Bonds & Stocks
Stocks fell after closing at another record, with traders awaiting results from two of the tech behemoths that have powered the market rally from the bottom amid the artificial-intelligence excitement. The stakes are high for Microsoft Corp. and Google’s parent Alphabet Inc. — two of the biggest players in AI-related software — which report results after the closing bell. Recent trading has shown that big tech continued to drive the market, with the heavy concentration being cited by some as a warning flag. The dominance of the 10 biggest stocks is increasingly drawing similarities with the dot-com bubble, raising the risk of a selloff, according to JPMorgan Chase & Co. quantitative strategists.
Economy
The US Treasury reduced its estimate for federal borrowing for the current quarter, a move unexpected by many dealers, helping stoke rallies in bonds and stocks Monday. The Treasury Department said that it now estimates $760 billion in net borrowing for January-through-March, down from a previous prediction of $816 billion released in late October.
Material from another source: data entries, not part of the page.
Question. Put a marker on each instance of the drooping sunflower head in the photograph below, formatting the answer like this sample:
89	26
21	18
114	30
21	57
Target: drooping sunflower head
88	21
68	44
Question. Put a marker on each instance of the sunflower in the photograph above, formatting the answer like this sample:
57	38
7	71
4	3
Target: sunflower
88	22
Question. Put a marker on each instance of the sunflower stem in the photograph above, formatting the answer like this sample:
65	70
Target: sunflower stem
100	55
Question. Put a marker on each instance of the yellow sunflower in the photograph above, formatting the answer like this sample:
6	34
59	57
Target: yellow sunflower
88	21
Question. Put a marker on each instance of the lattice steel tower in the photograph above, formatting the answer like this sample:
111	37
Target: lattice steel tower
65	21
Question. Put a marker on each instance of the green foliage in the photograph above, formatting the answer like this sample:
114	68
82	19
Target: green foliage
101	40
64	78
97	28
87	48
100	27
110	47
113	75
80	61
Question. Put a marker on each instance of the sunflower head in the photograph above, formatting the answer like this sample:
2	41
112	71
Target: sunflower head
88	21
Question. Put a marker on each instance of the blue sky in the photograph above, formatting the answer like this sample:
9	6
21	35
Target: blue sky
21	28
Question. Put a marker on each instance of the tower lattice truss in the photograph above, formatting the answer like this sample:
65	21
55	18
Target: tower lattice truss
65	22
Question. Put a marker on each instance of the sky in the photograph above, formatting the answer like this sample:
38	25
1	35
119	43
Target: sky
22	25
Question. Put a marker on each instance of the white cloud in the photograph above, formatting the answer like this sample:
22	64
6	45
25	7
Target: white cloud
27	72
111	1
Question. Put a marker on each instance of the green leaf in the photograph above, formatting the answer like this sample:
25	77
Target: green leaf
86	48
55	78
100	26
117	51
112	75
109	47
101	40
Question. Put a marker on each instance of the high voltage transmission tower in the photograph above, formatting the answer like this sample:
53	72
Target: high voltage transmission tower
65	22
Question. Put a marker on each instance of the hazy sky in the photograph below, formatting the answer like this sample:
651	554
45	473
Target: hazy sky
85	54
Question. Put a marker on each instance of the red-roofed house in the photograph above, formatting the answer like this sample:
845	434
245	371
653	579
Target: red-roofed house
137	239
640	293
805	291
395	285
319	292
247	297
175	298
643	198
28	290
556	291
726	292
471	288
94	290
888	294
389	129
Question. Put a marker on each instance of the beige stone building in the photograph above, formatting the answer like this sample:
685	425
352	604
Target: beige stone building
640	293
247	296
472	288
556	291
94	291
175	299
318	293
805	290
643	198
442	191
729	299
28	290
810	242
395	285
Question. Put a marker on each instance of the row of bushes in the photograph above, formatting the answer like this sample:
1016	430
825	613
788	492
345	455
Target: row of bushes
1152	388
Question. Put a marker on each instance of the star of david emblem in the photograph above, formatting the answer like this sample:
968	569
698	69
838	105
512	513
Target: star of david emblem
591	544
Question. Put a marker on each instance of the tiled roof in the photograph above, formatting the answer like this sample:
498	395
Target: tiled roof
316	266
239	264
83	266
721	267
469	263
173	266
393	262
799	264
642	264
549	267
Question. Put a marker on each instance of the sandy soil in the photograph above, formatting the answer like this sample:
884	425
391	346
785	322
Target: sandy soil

US debt managers kept their estimate for the Treasury’s cash balance for the end of March at $750 billion.
World
The International Monetary Fund raised its forecast for global growth this year on better-than-expected expansion in the US and fiscal stimulus in China, while warning of risks from wars and inflation. The world economy will grow 3.1% this year, up from 2.9% seen in October, the Washington-based institution said in its quarterly World Economic Outlook on Tuesday. The fund kept its 2025 forecast unchanged at 3.2%. Tighter central-bank policy to fight inflation and public-spending cuts in some countries are among the reasons why growth is expected to be slower than in the two decades before the pandemic, when it averaged 3.8%.